Ça fait des mois que ça dure, ça s’est aggravé ces dernières semaines. Il faudra 6 mois au moins pour stopper l’hémorragie et sauver des vies. Notre objectif, dans l’immédiat, est de faire survivre une population à cette sécheresse dramatique. Nous n’espérons pas de récolte avant la fin de l’année. Il faudra déjà que les Somaliens puissent semer, et donc qu’il pleuve.
La lenteur du processus signifie-t-elle que les leçons de la crise humanitaire des années 1990 n’ont pas été tirées?
Concernant la résolution du conflit, il est clair qu’il n’y a pas eu de grands progrès en 20 ans. Le système est explosé en diverses milices et communautés qui n’arrivent pas à se mettre d’accord, et il n’y a aucun gouvernement capable de fédérer.
Sur le plan climatique, le réchauffement de la planète s’impose à nous, et se traduit par des sécheresses répétées et difficiles à gérer. C’est pourquoi il faut réfléchir à la façon de s’adapter en zone désertique ou semi-désertique.
Sur le plan humanitaire, à force de catastrophes naturelles, les ONG sont au point en termes d’organisation, pour mettre en place rapidement des projets d’urgence. Le mécanisme est rôdé, les réflexes sont là. Il reste néanmoins à résoudre le problème des stocks pour améliorer la réponse humanitaire.
Quels sont les prochains rendez-vous internationaux pour résoudre la crise?

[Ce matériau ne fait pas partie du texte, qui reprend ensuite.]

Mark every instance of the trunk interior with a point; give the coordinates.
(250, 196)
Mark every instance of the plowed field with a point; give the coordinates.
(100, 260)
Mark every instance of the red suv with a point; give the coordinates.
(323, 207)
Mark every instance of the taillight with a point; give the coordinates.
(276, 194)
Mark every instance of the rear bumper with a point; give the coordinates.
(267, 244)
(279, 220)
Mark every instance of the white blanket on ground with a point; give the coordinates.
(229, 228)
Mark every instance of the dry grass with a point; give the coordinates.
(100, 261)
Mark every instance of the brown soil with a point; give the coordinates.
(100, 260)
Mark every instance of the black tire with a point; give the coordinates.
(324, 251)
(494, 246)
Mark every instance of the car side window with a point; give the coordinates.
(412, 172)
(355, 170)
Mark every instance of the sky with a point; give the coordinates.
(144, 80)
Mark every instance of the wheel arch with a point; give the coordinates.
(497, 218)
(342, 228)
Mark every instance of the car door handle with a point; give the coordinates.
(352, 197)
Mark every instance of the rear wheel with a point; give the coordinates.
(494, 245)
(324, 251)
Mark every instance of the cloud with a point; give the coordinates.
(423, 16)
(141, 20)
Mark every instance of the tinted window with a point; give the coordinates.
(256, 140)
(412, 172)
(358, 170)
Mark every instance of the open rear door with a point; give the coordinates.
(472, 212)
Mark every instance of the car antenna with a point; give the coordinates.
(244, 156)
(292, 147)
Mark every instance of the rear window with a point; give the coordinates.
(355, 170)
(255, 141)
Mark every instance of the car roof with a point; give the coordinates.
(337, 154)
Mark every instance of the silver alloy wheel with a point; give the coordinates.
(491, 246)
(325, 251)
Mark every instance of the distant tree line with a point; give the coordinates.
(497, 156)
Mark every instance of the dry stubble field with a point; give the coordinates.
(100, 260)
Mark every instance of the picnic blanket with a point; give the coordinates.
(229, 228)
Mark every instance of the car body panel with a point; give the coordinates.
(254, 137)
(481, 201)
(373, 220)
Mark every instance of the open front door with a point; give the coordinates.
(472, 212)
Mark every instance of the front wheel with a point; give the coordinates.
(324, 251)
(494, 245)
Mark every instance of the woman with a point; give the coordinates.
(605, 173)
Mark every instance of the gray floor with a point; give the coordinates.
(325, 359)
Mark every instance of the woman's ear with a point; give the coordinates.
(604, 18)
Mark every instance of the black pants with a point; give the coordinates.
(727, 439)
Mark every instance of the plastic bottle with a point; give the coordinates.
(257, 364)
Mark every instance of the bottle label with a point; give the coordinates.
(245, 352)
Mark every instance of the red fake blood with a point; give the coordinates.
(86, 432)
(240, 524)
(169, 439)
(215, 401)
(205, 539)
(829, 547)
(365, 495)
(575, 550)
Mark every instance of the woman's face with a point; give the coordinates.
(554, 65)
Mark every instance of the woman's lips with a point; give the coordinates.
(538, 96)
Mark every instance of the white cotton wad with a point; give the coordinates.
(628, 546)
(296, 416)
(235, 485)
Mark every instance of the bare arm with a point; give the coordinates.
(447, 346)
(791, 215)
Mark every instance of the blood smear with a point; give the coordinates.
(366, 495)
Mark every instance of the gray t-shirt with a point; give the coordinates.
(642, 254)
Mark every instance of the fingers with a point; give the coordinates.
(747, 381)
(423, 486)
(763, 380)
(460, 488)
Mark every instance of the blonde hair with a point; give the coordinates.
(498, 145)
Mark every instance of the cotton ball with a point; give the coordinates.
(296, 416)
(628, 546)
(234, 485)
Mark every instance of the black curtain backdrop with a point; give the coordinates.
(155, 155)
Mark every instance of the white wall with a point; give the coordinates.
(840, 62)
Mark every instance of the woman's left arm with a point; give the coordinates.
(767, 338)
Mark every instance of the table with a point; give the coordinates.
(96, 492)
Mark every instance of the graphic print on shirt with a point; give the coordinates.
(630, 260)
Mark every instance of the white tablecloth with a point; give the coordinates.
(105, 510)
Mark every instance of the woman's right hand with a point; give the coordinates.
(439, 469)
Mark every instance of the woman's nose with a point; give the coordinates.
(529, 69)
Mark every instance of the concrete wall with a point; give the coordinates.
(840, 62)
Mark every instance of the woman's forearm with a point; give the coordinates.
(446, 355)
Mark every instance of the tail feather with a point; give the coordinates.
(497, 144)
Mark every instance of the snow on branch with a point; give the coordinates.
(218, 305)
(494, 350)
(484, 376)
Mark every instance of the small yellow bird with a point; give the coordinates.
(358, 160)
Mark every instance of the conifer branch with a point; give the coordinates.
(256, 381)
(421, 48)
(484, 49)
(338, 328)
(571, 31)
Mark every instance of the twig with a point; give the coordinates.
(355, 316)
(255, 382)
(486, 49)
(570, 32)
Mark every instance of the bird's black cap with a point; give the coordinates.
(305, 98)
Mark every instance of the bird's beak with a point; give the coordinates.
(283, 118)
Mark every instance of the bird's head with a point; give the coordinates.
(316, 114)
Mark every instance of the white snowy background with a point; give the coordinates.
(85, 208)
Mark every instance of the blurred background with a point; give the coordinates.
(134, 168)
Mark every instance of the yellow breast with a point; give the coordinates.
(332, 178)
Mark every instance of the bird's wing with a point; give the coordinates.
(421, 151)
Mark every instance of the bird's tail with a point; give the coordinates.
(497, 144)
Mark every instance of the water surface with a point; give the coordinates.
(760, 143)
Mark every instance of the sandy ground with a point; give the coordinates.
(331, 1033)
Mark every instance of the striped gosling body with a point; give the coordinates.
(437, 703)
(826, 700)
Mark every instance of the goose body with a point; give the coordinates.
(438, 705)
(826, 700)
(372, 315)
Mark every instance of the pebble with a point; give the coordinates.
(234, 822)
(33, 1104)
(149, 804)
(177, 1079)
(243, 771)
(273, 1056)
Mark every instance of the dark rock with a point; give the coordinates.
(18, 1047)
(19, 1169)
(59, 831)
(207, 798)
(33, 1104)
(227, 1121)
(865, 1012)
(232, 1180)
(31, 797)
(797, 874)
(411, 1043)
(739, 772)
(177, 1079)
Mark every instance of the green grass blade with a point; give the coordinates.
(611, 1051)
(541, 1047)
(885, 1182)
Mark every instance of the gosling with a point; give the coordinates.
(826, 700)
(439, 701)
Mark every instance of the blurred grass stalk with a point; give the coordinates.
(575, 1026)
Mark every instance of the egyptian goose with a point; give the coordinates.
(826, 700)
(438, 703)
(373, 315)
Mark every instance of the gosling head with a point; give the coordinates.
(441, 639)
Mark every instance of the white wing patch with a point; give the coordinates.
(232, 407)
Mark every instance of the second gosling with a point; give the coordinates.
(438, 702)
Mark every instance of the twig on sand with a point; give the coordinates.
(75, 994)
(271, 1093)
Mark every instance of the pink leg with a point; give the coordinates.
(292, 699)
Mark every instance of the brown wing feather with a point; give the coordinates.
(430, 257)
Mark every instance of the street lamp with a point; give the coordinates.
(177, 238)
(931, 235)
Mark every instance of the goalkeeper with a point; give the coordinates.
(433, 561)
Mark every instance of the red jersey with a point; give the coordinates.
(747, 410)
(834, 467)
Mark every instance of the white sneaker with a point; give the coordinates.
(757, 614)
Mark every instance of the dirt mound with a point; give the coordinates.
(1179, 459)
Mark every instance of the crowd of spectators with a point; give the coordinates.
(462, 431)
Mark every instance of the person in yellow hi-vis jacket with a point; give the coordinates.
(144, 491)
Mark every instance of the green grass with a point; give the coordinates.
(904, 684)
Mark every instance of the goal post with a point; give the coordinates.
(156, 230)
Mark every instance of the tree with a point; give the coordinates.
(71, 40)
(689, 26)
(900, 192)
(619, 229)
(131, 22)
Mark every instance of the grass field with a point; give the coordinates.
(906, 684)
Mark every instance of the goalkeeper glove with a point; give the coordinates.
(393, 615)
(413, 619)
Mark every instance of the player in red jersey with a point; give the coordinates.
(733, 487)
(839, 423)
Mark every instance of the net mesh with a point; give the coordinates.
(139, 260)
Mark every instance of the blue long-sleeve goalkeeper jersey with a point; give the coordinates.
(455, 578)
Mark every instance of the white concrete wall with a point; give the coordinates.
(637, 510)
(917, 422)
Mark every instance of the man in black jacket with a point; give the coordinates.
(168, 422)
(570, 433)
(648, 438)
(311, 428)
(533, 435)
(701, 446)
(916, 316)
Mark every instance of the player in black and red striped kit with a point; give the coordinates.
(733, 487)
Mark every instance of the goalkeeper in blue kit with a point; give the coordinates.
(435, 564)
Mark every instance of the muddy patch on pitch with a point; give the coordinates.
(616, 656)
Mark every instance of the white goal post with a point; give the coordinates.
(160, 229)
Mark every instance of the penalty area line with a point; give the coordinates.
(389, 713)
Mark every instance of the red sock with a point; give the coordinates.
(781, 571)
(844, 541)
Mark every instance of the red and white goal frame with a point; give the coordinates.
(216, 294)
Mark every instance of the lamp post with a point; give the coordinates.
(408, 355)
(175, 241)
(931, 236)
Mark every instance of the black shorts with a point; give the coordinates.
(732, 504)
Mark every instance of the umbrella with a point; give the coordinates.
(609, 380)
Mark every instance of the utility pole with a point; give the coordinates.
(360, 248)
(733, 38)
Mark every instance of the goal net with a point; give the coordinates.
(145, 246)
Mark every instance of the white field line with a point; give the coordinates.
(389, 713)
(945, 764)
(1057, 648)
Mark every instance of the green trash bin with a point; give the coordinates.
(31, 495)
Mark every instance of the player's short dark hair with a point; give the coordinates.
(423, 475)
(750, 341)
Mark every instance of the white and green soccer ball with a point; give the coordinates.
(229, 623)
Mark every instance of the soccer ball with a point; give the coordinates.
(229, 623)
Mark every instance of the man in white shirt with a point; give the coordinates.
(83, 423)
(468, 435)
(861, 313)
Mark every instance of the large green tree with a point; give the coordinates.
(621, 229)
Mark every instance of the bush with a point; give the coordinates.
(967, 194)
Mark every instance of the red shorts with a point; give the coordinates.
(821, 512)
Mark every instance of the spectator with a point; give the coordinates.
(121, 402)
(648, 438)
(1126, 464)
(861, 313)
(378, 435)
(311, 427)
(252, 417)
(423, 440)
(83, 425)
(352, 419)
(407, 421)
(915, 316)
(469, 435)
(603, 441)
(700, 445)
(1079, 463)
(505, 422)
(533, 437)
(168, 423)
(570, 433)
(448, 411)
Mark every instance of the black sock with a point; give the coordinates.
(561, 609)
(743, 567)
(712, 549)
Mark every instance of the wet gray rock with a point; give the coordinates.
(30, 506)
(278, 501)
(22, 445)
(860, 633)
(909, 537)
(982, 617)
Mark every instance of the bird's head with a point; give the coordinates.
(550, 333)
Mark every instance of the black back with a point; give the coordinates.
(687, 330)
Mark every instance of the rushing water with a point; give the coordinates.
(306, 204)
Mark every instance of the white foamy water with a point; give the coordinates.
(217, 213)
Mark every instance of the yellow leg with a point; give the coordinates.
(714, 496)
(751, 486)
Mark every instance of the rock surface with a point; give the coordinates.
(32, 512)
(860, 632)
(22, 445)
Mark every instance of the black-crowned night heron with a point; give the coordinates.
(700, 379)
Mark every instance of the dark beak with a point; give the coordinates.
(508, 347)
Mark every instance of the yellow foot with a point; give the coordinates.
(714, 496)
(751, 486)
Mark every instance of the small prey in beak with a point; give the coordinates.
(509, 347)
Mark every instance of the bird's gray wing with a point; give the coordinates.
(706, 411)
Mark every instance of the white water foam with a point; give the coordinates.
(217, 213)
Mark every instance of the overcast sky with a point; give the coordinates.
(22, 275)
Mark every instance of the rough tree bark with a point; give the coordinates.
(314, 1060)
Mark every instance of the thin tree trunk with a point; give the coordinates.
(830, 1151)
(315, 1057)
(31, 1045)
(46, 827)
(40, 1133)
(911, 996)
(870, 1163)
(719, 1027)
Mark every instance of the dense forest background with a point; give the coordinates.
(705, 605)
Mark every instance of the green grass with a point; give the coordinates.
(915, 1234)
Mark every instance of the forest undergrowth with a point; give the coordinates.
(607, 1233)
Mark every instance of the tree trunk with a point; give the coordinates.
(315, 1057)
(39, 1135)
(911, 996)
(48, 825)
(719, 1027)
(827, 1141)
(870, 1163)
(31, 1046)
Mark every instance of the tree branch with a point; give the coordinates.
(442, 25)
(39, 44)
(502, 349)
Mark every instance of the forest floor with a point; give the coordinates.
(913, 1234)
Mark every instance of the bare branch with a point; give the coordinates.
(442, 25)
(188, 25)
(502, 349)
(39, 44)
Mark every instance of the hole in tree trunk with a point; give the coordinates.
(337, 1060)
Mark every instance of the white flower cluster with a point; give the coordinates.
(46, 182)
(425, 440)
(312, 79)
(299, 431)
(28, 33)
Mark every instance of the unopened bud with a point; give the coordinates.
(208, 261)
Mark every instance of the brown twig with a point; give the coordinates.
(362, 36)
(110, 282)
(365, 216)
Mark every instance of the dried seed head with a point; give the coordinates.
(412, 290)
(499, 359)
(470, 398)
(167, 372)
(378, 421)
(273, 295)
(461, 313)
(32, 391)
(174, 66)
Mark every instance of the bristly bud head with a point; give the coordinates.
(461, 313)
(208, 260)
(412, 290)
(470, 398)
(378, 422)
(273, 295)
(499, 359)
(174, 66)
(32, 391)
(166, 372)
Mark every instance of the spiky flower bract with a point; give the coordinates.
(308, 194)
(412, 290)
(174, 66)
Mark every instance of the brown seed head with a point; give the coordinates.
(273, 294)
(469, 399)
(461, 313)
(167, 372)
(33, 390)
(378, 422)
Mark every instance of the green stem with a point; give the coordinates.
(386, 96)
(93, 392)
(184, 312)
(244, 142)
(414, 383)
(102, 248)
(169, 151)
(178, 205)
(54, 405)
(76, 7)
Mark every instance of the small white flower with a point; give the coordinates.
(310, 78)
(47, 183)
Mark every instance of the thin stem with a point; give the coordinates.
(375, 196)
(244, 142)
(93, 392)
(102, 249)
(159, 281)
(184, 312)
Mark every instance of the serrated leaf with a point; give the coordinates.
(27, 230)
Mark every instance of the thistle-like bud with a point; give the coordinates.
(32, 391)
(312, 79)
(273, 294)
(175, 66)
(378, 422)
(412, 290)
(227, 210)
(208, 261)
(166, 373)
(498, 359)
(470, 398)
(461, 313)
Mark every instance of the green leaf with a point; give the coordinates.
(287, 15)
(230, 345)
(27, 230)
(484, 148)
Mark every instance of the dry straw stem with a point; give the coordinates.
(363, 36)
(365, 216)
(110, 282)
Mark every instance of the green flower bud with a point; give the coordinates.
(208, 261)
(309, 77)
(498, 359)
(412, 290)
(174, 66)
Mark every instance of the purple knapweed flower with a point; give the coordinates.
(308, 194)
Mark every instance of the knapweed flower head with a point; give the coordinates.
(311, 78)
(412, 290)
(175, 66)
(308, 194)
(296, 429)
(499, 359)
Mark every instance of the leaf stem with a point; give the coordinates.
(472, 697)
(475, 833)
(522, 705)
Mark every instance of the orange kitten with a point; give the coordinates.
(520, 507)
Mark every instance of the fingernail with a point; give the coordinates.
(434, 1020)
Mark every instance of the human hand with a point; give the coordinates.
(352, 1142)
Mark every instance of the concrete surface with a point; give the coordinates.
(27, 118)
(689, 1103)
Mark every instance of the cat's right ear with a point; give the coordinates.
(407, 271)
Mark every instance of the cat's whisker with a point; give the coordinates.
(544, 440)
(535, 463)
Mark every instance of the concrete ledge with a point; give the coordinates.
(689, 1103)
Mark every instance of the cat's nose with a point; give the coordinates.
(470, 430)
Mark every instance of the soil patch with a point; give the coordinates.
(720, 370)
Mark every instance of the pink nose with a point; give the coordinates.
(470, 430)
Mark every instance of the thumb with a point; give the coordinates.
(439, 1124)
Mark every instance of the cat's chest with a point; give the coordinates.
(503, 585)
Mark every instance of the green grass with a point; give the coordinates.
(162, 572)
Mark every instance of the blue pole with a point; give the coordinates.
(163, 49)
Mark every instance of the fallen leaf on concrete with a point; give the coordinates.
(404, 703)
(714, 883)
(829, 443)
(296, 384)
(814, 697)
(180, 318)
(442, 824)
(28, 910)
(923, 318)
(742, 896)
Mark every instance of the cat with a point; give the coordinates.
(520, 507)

Je ne crois pas qu’il y en ait de prévu. Les bailleurs principaux, l’Union européenne, les Britanniques, restent mobilisés, les appels aux dons vont se poursuivre, mais vous savez, il n’y a pas besoin de conférences de donateurs ou autre réunion pour qu’un Etat ou une institution décide de débloquer des fonds. Nous espérons déjà que les promesses seront tenues.
Les bailleurs qui s’engagent à verser des fonds tiennent-ils, généralement, leurs promesses?
Pas forcément. Vous savez ce ne sont que des déclarations d’intention, qui peuvent être balayées par d’autres priorités.
* Depuis début 2010, les islamistes de la milice affiliée à Al-Qaïda Al-Chabaab avaient interdit aux ONG l'accès à certaines zones, principalement dans le Sud (au motif que leur présence entraînait l’effondrement des prix). Face à la gravité de la sécheresse, il avait été rapporté que le groupe armé avait récemment décidé de lever cette interdiction, mais certains ont démenti l’information.